Kıran kıranan ilerleyen bu zaman çizgisinde ortam git gide şerefsizleşirken hayatta kalmak ya da kalmamak şeklinde özetleyebileceğimiz bir noktaya geliriz.(**)

Çoğunluk hır gür içerisinde tuttuğunu kopartıp , koparttığının kimin kolu kimin bacağı olduğuna bakmayan yeni bir türün egemenliğinde olur.

Bu kitle gitgide birbirlerine yabancılaştırılır.(***) Öyle ki kendi aralarında türemeleri bile çıkarlar üzerine kurludur ve tohumlarını da aynı şekilde başkalaştıracaklardır.

Giderek ezici olan bu kalabalığa ne yapmalı ?
Geride kalanlar nasıl korunmalı ?

Nasıl hayata kalmalıyız ?


Bazen halimizi orta dünyada artık yaşamın çarpıklaşmasından ötürü uzaklara göçen elflere benzetiyorum.

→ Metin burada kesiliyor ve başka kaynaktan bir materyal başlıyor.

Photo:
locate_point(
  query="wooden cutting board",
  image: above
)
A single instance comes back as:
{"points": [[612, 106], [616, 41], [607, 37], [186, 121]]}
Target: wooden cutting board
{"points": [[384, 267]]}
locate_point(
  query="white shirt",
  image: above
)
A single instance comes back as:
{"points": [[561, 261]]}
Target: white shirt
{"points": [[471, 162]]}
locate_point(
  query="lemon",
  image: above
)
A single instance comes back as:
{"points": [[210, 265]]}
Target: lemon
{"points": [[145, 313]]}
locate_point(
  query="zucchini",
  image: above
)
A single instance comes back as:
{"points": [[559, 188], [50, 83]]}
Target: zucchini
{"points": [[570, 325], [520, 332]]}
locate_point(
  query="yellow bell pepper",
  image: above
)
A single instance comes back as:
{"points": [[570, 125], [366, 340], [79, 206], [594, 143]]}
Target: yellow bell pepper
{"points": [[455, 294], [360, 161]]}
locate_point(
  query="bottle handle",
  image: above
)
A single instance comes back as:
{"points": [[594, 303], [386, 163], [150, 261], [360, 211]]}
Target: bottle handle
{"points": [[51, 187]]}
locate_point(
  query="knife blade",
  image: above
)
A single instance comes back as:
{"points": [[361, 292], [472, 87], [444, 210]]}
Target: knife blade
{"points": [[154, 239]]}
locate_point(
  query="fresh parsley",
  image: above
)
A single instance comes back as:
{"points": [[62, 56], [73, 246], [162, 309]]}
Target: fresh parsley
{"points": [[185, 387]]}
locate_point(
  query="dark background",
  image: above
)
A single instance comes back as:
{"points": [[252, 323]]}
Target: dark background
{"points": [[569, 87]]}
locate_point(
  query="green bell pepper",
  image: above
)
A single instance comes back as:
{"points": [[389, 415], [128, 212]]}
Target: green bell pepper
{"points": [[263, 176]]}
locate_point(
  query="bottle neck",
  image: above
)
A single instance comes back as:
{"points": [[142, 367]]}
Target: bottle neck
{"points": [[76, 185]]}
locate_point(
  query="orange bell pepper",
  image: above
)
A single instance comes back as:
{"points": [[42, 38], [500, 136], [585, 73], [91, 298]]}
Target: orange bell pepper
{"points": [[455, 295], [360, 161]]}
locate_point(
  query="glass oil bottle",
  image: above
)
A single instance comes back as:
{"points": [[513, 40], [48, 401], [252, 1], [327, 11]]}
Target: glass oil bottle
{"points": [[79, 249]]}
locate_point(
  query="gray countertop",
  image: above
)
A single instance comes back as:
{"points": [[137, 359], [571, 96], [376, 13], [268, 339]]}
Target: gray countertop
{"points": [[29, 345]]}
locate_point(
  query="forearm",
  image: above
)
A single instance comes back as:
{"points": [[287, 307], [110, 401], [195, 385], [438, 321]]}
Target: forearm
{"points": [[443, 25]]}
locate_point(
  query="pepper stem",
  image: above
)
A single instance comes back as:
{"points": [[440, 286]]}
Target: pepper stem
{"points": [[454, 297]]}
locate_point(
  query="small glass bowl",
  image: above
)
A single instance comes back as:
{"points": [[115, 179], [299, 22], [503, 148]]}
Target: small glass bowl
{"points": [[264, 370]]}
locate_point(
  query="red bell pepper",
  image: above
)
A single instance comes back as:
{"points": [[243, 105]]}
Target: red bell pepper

Yazık ki bizim gidebileceğimiz bir uzaklar da yok.

Bu sebep ile ya yaklıp savaşıp öleceğiz.

Ya da onlara benzeyip çürüyeceğiz.

Olmadı savrulu gideceğiz...


İçim acıyor , kendimi çok kötü ve çaresiz hissediyorum.






(*) kesinlikle çifte standartlı olup aksini yaparlar.
(**) biz ideale olarak yetiştirilenler
(***) en tepedeki sistemi yönlendirilenler tarafında hizmetli olarak kullanılan besi hayvanı kadrosu..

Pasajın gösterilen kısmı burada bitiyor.